Josep Guardiola'nın, Barcelona'dan Şimdi Bakınca Şaşırtıcı Gelen Ayrılma Süreci
guardiola, teknik direktörlük yaşamı futbolculuğunun çok önünde ilerleyen bir hoca. topçuyken de kötü değildi tabii ki, sadece teknik direktör olarak bunu çok aştı. bu kısımlar her gün, her açıdan konuşuluyor zaten, fakat kendisi oynadığı dönemde barcelona'dan ayrılma süreci hakkında pek bir şey yok genelde. geçenlerde okuduğum bir yazıda şaşırdığım bazı noktalar da oldu bu süreçte, şöyle ki;
fc barcelona ile ilk maçına 18 yaşında bir dostluk maçıyla çıkmış. bu maçtan sonra johan cruyff kendisi için "babannemden bile daha yavaş" demiş ve bir kez daha forma şansı bulana kadar 18 ay daha b takımı ile oynamaya mahkum etmiş kendisini. ta ki 20. doğum gününden 5 hafta öncesine kadar.

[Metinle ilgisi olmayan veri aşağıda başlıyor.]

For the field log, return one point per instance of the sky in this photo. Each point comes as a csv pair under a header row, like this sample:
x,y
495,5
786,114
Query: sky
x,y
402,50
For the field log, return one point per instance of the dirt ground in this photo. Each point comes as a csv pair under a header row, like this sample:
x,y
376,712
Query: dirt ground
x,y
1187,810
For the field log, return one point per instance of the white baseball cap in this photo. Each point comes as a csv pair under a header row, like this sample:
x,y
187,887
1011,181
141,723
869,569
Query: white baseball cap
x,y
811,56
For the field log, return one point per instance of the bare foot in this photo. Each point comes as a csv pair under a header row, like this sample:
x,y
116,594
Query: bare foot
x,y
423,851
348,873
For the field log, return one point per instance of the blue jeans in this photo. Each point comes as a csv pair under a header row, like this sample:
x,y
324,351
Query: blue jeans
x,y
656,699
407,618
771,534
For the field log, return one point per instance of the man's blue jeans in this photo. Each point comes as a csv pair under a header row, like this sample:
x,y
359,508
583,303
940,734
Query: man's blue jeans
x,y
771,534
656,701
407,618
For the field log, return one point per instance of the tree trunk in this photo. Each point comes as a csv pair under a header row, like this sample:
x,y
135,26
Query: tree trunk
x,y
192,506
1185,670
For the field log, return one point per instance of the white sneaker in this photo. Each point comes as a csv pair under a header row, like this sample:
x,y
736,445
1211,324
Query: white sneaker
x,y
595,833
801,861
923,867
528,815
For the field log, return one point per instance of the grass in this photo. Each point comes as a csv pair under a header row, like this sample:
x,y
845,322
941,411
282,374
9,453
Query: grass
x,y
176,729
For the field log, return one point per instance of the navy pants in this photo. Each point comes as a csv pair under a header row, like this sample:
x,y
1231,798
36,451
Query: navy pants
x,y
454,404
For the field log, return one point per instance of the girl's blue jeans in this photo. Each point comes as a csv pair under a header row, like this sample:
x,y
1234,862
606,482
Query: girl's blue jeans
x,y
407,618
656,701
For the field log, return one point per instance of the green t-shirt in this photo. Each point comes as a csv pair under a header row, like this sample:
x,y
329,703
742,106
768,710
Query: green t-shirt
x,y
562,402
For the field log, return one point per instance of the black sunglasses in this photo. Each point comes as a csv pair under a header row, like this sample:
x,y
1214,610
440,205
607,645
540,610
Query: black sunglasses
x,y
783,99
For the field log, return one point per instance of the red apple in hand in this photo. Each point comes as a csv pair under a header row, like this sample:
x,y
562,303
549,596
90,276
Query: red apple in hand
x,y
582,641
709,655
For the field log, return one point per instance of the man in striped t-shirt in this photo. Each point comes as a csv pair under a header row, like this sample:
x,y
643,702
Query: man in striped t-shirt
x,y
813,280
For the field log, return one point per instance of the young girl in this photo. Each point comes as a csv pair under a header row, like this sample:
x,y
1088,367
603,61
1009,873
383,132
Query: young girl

la masia'dan arkadaşlarının anlattıklarına göre her zaman eksiklerinin olduğunu düşünüp buna göre çalışır, çok küçük yaşlarında bile hep daha olgun davranırmış. yine de 92 olimpiyatlarında takım içindeki ilişkilerini "tamamıyla aptallık" olarak nitelendirmiş sonralarda. o yazın şampiyonlar ligi şampiyonu olan takımının bir oyuncusu olarak "catalan pride" üzerinde durmuş the athletic konuyla alakalı olarak.
94 yılında el pais'de bir köşe yazısı yayınlanmış michael jordan hakkında. michael platini hakkında da "top toplayıcıyken bir juventus maçında izlemiştim kendisini. maçı kaybetmişlerdi ve bana fotoğraf vermemişti. o zamanlar anlam verememiştim ama artık anlıyorum. o zamanlar top toplayıcıydım, artık oynuyorum." demiş.
louis van gaal kendisinden daha tecrübeliler olmasına rağmen kaptanlığı kendisine verdiğinde "bir tek onunla kendi seviyemde konuşabiliyordum. o birçok oyuncunun yapamadığı şekilde konuşmalar yapabiliyordu" demiş. o zamanki arkadaşları da röportajlarda takım üzerindeki etkisini, konuşmalarını; saha içerisinde asla sorumluluktan kaçmamasını ve korkmamasını da özellikle belirtmiş; ve hatta bu iletişim konusundaki başarısı daha çok genç yaşta kendisini göstermesini de sağlamış. "keoman ve laudrup gibi çok büyük oyunculardan, ülke dışından gelenlere kadar her oyuncuyla çok iyi ilişkiler kurabiliyordu. bugün iyi bir koçsa buna daha o zamanlar bu şekilde başlamıştı" diye eklemiş de eklemiş röportajı veren takım arkadaşı.
fakat takım içinde bu konumdayken kendisini barca'dan ayrılmak zorunda bırakan etmenler yine klübün kendi içerisinden, yönetim kadrosundan gelmiş. cinsel tercihleriyle alakalı konular ortaya saçılmış ve hatta başkan josep lluis nunez kulüp doktorlarına baskı bile yapmış pep'i süresiz bir şekilde sakat olarak dışarda bırakmak için. sebep işte (olduğu gibi yazıyorum) "sick in the head"; yani aslında cinsel tercihleri. (bunu okuduğumda bayağı şok oldum). işte bu söylentilerin aslında ne rakipler ne de kendisini sevmeyenler tarafından değil, bizzat bu yöneticiler tarafından çıkarıldığı düşünülüyormuş.
işler bu hale gelince de sözleşmesinin bitimine 1 yıl kala ayrılma kararı almış.
nihayetinde 30 yaşında, yani 2001 yılında takımdan ayrılıp sampdoria'ya giderken yaptığı basın toplantısına yeni başkan joan gaspart katılmamış bile. oysa normalde her zaman bu toplantılarda yerini alırmış o zamana kadar.
yıllar sonra barca tarihinin en başarılı sezonu ile tarihe geçecek olsa da, takımdan ilk ayrılışı bu derece kötü olmuş kendisinin.